It was that report that convinced Congress to exempt fracking from regulation under the Safe Drinking Water Act. As a result, regulation of the industry is left up to the states, and drillers are not required to disclose the chemicals they use in their fracking fluids.

At a public hearing in New York earlier this week, the EPA said that it will not only investigate the risks the chemicals pose to water, but also the large volumes required for the process.

During the event, Robert Puls, EPA’s technical leader on the study pointed out that companies drill as many as 16 wells from a single well pad. “That’s 80 million gallons of water. Where is that water coming from? Is it competing with other uses, in particular drinking water?”

Environmentalists are hoping the EPA study, which is expected to be finished in 2012, will lead to stricter regulation of the industry. “They have never done a hydraulic fracking study as comprehensive as the one now beginning,” Scott Anderson, a senior policy adviser for the Environment Defense Fund, told the Associated Press. “The results of this study will inform future congressional decisions on whether to continue to exempt hydraulic fracturing from the federal Safe Drinking Water Act.”

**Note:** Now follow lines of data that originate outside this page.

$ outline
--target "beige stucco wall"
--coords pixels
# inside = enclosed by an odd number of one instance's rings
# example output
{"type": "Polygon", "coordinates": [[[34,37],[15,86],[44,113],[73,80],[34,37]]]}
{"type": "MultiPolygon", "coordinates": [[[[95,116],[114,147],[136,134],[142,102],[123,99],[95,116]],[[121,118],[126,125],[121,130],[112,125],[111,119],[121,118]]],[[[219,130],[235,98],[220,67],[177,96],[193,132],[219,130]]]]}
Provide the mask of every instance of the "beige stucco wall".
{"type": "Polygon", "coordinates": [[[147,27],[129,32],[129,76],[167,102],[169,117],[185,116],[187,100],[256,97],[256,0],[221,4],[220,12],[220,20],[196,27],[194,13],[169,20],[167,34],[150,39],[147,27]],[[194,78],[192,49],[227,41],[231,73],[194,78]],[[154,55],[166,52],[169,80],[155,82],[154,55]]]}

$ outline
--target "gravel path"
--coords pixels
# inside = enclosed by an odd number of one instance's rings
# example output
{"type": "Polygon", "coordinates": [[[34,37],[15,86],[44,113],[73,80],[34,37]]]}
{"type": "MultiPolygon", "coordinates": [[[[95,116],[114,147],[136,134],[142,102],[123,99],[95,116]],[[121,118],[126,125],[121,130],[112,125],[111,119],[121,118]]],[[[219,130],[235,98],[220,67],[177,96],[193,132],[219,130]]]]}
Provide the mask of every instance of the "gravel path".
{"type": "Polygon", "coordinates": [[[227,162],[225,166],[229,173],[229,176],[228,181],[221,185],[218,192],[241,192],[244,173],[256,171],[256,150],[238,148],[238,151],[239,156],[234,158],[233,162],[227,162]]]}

Hydraulic fracturing involves injecting water, sand, and a cocktail of chemicals at high pressure into rock formations thousands of feet below the surface. The chemicals that make up that fracking fluid are cause for concern. They may include, among other things, barium, strontium, benzene, glycol-ethers, toluene, 2-(2-methoxyethoxy) ethanol, and nonylphenols.

Drillers got the Safe Drinking Water Act exemption by convincing Congress that fracking fluids are ultimately removed from the shale formations into which they are pumped. But recent evidence suggest otherwise. A ProPublica investigation recently purported that “as much as 85 percent of the fluids used during hydraulic fracturing is being left underground after wells are drilled in the Marcellus Shale.” Likewise, the water treatment company ProChem Tech reported that “generally 10 to 20% is recovered.”